Interesting times ahead. Let's hope spares will remain readily available!

Sent from my iPhone using Tapatalk


----------



## Hasi (Dec 27, 2017)

Cheers, oh boy...


----------



## 2971 (May 7, 2012)

Oh Smeg!


----------



## ashcroc (Oct 28, 2016)

Cue delonghi machines with a la pav badge on the front.

I hope I'm wrong & we start getting some decent Smeg branded machines instead.


----------



## KTD (Dec 28, 2017)

Hope not. Guess there may come a point when everybody states pre smeg before any recommendation.

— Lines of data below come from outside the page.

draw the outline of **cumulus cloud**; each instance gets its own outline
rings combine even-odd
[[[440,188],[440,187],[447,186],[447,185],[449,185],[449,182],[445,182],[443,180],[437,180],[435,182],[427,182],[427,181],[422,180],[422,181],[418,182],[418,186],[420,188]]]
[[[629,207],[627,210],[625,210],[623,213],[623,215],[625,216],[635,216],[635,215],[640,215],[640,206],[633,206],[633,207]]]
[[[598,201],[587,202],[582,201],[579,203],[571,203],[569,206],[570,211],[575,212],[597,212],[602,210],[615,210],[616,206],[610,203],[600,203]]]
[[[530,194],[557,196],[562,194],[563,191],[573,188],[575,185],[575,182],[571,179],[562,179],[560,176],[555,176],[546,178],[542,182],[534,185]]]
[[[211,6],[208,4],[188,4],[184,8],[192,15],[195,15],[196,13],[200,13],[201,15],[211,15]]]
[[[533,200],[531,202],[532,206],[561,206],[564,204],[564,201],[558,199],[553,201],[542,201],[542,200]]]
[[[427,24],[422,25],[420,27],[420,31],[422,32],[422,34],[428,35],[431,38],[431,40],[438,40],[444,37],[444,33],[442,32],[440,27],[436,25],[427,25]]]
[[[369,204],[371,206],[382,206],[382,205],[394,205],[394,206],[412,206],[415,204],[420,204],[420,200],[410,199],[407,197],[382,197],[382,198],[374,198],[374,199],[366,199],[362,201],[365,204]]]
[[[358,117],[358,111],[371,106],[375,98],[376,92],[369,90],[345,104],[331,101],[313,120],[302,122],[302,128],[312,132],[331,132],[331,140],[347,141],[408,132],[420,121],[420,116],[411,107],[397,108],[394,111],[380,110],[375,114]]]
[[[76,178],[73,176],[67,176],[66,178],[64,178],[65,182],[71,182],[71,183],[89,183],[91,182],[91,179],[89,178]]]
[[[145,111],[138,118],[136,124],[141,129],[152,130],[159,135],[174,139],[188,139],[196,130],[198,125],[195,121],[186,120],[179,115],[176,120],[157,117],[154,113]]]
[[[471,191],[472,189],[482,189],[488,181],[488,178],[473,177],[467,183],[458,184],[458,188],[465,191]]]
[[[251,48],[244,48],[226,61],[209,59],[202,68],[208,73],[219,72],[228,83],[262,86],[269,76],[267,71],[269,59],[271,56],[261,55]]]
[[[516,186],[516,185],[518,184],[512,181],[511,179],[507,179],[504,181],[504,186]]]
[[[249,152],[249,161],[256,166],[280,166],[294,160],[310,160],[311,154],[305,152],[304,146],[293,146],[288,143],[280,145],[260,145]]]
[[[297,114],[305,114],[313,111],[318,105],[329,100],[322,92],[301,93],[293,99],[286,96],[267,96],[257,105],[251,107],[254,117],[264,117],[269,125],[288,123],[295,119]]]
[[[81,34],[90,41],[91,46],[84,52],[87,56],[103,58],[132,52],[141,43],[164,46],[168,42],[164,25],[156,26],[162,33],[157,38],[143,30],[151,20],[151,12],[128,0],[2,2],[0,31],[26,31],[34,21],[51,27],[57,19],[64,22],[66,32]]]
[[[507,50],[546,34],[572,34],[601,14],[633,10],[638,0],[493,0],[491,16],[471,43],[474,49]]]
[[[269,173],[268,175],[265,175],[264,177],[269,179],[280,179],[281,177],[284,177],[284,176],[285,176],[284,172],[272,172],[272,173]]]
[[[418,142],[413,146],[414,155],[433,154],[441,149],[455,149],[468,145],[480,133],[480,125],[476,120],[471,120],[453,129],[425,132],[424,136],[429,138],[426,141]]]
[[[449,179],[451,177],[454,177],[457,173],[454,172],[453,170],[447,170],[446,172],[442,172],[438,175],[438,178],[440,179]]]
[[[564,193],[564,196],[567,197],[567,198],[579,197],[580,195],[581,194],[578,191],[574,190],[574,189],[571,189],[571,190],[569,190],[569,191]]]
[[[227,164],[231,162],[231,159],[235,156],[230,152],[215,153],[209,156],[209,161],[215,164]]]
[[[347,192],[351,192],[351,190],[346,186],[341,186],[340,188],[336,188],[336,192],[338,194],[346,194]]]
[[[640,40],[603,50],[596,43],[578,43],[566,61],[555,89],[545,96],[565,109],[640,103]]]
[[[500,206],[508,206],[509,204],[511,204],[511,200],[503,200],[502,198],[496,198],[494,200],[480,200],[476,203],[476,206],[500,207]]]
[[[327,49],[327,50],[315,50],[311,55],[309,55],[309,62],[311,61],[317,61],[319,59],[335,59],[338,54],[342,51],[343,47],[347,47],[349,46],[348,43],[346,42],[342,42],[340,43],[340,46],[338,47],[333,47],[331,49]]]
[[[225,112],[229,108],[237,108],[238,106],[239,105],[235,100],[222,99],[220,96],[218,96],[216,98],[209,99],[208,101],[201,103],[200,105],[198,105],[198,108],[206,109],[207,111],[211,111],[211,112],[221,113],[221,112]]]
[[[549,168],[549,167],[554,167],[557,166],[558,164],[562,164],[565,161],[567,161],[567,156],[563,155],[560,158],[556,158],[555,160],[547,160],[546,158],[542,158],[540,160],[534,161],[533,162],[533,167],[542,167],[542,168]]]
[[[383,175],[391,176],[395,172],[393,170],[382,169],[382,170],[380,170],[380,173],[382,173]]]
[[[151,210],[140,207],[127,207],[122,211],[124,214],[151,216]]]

Sent from my iPhone using Tapatalk


----------



## Planter (Apr 12, 2017)

Sent from my LYA-L09 using Tapatalk


----------



## ashcroc (Oct 28, 2016)

KTD said:


> Hope not. Guess there may come a point when everybody states pre smeg before any recommendation.
> 
> Sent from my iPhone using Tapatalk


Anything is possible & to be fair, there have been some very entry level la pavs in the past. If the quality doesn't go down & we start seeing la pavs in Smeg stockists it's win win.


----------



## MediumRoastSteam (Jul 7, 2015)

More "news"

https://www.smeg.com/us/news/2019/smeg-acquires-leading-italian-espresso-machine-manufacturer-la-pavoni.html

Showroom in Oxfordshire HQ:

https://www.smegfoodservice.com/uk/news/la-pavoni-coffee-machines-coming-soon-in-2021/


----------



## MartinB (May 8, 2011)

MediumRoastSteam said:


> More "news"
> 
> https://www.smeg.com/us/news/2019/smeg-acquires-leading-italian-espresso-machine-manufacturer-la-pavoni.html
> 
> ...


 About 2 miles from where I live! May have to pay a visit...


----------